Radiographs of the tibia may reveal an oblique, nondisplaced hairline fracture of the mid to lower shaft of the tibia, which may be very subtle and often visible on only one view. In some cases, the fracture may not be visible at all on the initial radiographs, and only soft tissue swelling may be evident. When a toddler's fracture is strongly suspected, but not visible on radiographs, a radionuclide bone scan may be helpful to confirm the abnormality. Alternatively, the leg may be immobilized and repeat follow-up radiographs may show the fracture more clearly. This patient's subsequent radiograph shows the fracture line to be more easily visible at follow-up than on the initial films:
It is important to recognize this injury as a common accidental injury, and to be aware that usually the child's parents are unable to provide a clear history of trauma. Such recognition will avoid unnecessary and unjustified concern about the possibility of nonaccidental trauma. Remember, however, that a similar fracture in a very young infant who is not yet a "toddler" cannot be ascribed to accidental falls and therefore would be suspicious for abuse.
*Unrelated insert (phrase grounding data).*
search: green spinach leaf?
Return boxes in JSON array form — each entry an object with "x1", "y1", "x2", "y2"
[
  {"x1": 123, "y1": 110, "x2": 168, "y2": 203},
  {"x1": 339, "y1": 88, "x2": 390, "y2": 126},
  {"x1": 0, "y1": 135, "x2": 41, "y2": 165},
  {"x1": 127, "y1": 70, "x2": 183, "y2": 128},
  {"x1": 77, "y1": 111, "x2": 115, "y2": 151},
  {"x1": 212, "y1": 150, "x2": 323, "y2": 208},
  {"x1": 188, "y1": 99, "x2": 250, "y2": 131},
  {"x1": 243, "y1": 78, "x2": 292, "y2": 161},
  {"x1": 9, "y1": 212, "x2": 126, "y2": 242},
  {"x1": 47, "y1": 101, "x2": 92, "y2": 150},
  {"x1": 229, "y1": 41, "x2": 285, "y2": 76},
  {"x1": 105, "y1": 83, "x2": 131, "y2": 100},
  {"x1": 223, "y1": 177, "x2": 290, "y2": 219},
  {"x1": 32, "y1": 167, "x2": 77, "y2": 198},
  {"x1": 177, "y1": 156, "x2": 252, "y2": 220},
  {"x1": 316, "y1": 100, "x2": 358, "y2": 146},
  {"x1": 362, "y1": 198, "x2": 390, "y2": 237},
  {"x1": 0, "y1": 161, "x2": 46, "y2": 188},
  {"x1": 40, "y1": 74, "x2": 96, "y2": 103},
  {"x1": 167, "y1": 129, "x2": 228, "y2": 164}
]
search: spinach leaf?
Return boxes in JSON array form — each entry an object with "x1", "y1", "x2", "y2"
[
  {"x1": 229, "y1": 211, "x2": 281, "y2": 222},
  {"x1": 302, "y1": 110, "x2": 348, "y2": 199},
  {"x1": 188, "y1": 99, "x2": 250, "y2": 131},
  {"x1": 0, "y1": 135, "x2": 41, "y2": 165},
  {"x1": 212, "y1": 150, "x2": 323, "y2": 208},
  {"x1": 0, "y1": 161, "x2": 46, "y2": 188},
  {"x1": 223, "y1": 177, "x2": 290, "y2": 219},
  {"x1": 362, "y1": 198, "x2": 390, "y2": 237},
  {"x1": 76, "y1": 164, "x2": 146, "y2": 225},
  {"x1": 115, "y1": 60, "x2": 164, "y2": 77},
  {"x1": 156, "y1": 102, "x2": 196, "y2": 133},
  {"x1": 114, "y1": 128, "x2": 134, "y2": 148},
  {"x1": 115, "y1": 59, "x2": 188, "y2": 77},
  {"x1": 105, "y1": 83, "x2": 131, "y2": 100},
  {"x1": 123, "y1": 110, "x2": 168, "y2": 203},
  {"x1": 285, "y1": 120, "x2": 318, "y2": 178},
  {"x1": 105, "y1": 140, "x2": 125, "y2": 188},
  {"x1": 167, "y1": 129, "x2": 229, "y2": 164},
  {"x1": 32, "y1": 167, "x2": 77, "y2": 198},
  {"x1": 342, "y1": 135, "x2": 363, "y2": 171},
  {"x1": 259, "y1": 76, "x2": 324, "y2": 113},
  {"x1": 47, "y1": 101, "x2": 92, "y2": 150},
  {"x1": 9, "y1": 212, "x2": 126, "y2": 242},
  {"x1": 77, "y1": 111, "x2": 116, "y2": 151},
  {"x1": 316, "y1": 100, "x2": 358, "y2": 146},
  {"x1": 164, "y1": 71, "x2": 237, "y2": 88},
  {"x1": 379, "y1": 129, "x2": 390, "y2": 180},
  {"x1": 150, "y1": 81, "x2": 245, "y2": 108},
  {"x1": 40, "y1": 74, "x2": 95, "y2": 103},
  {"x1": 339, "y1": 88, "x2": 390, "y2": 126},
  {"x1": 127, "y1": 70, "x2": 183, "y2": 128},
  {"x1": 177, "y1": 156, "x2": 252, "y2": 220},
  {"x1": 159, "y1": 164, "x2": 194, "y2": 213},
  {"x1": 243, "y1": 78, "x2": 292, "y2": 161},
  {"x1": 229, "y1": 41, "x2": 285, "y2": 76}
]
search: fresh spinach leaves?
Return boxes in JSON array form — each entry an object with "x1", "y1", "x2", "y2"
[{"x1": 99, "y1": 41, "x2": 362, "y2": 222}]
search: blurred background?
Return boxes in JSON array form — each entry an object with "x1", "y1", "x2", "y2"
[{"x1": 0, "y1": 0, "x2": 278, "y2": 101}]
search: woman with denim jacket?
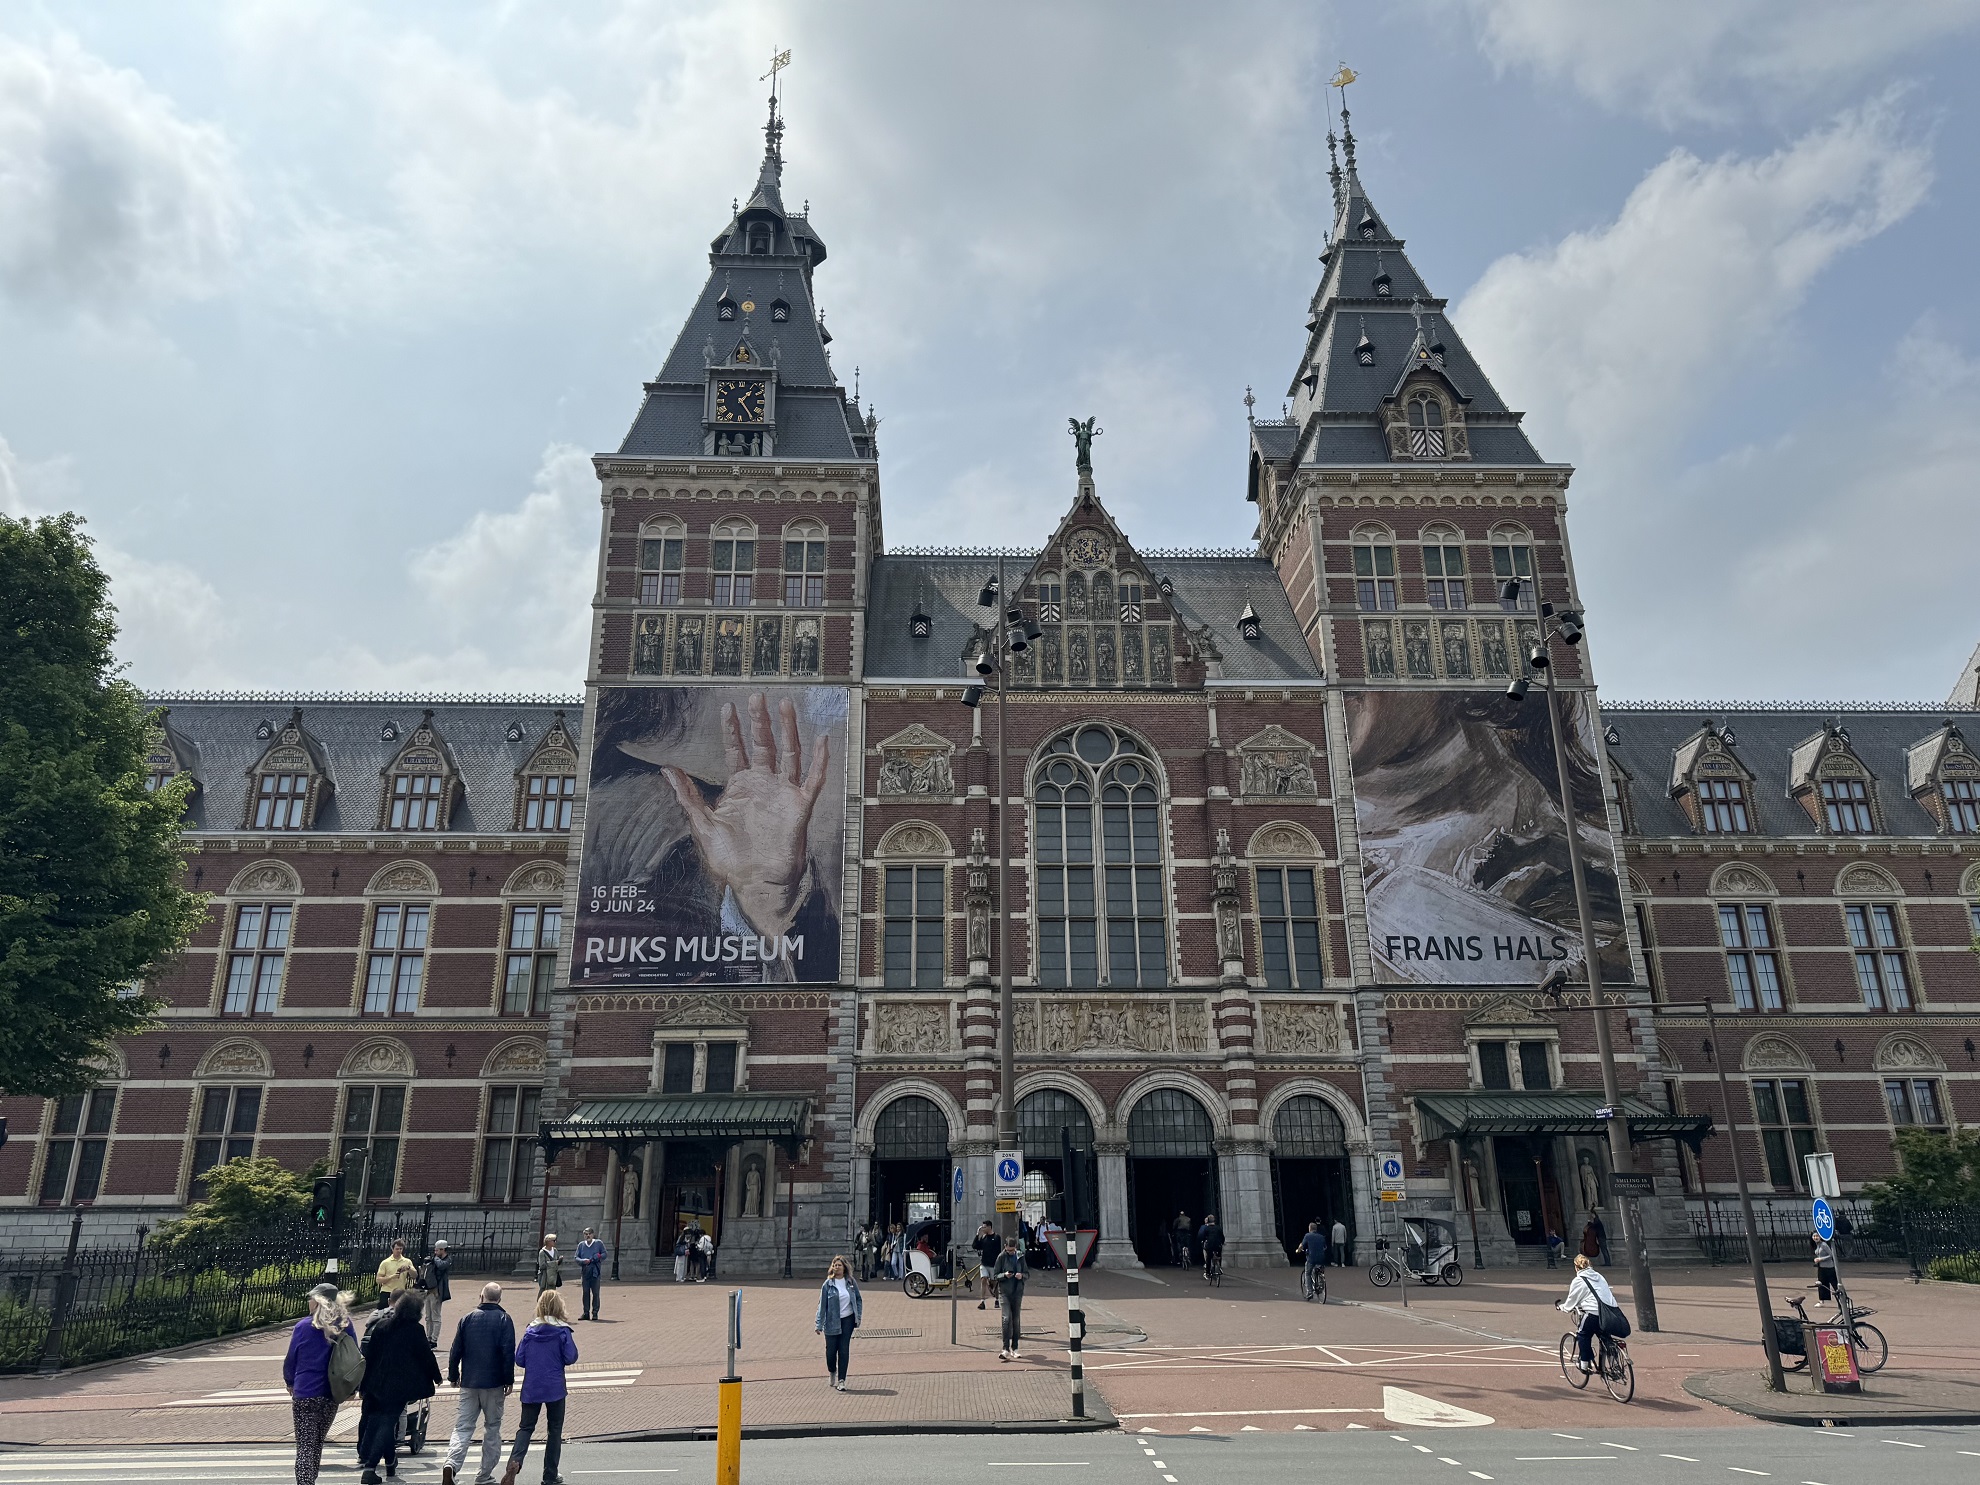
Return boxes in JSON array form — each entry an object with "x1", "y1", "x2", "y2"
[{"x1": 812, "y1": 1255, "x2": 862, "y2": 1392}]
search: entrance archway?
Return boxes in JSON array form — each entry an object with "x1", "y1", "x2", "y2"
[
  {"x1": 1126, "y1": 1088, "x2": 1217, "y2": 1267},
  {"x1": 1270, "y1": 1095, "x2": 1350, "y2": 1259},
  {"x1": 869, "y1": 1094, "x2": 951, "y2": 1233},
  {"x1": 1017, "y1": 1088, "x2": 1097, "y2": 1231}
]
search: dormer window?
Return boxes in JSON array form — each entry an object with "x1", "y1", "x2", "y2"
[
  {"x1": 717, "y1": 294, "x2": 737, "y2": 321},
  {"x1": 1358, "y1": 211, "x2": 1377, "y2": 240},
  {"x1": 770, "y1": 298, "x2": 790, "y2": 322},
  {"x1": 388, "y1": 770, "x2": 444, "y2": 831},
  {"x1": 1356, "y1": 335, "x2": 1375, "y2": 367},
  {"x1": 514, "y1": 714, "x2": 578, "y2": 831},
  {"x1": 1821, "y1": 777, "x2": 1874, "y2": 833},
  {"x1": 909, "y1": 608, "x2": 932, "y2": 639},
  {"x1": 1373, "y1": 272, "x2": 1393, "y2": 298},
  {"x1": 244, "y1": 709, "x2": 324, "y2": 831},
  {"x1": 1406, "y1": 393, "x2": 1446, "y2": 456},
  {"x1": 1946, "y1": 777, "x2": 1980, "y2": 833},
  {"x1": 379, "y1": 712, "x2": 456, "y2": 832},
  {"x1": 256, "y1": 774, "x2": 309, "y2": 829},
  {"x1": 1698, "y1": 775, "x2": 1751, "y2": 833}
]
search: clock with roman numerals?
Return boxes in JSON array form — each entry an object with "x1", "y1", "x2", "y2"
[{"x1": 713, "y1": 379, "x2": 766, "y2": 424}]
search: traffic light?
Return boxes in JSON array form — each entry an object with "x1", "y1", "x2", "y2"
[{"x1": 311, "y1": 1174, "x2": 345, "y2": 1229}]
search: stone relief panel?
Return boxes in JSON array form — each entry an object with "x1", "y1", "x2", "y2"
[
  {"x1": 1235, "y1": 726, "x2": 1320, "y2": 798},
  {"x1": 871, "y1": 1000, "x2": 955, "y2": 1056},
  {"x1": 1874, "y1": 1033, "x2": 1944, "y2": 1072},
  {"x1": 196, "y1": 1039, "x2": 274, "y2": 1078},
  {"x1": 1835, "y1": 863, "x2": 1901, "y2": 896},
  {"x1": 1257, "y1": 1001, "x2": 1351, "y2": 1056},
  {"x1": 482, "y1": 1038, "x2": 548, "y2": 1077},
  {"x1": 1710, "y1": 863, "x2": 1774, "y2": 897},
  {"x1": 229, "y1": 861, "x2": 301, "y2": 896},
  {"x1": 1742, "y1": 1034, "x2": 1811, "y2": 1073},
  {"x1": 876, "y1": 724, "x2": 957, "y2": 797},
  {"x1": 505, "y1": 862, "x2": 566, "y2": 895},
  {"x1": 1011, "y1": 997, "x2": 1212, "y2": 1056},
  {"x1": 876, "y1": 821, "x2": 951, "y2": 858},
  {"x1": 340, "y1": 1038, "x2": 416, "y2": 1078},
  {"x1": 368, "y1": 861, "x2": 438, "y2": 896}
]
Differential diagnosis is very limited due to the characteristic appearance of the faint fracture line. When the fracture is not initially visualized, osteomyelitis could be considered but should be distinguished by other clinical evidence of infection. Neoplasm could also be considered but rarely presents with the sudden onset of symptoms that is typical of the toddler's fracture.
Other "toddler's" type fractures have been described, involving the bones of the feet, particularly the calcaneus and cuboid bone. These are more easily recognized by radionuclide bone scanning, and are usually not visible on radiographs until healing results in a zone of sclerosis. These injuries usually are fairly self-limited, with symptoms resolving spontaneously; the frequent, minor accidental injuries of childhood are presumably the etiology of these fractures as well.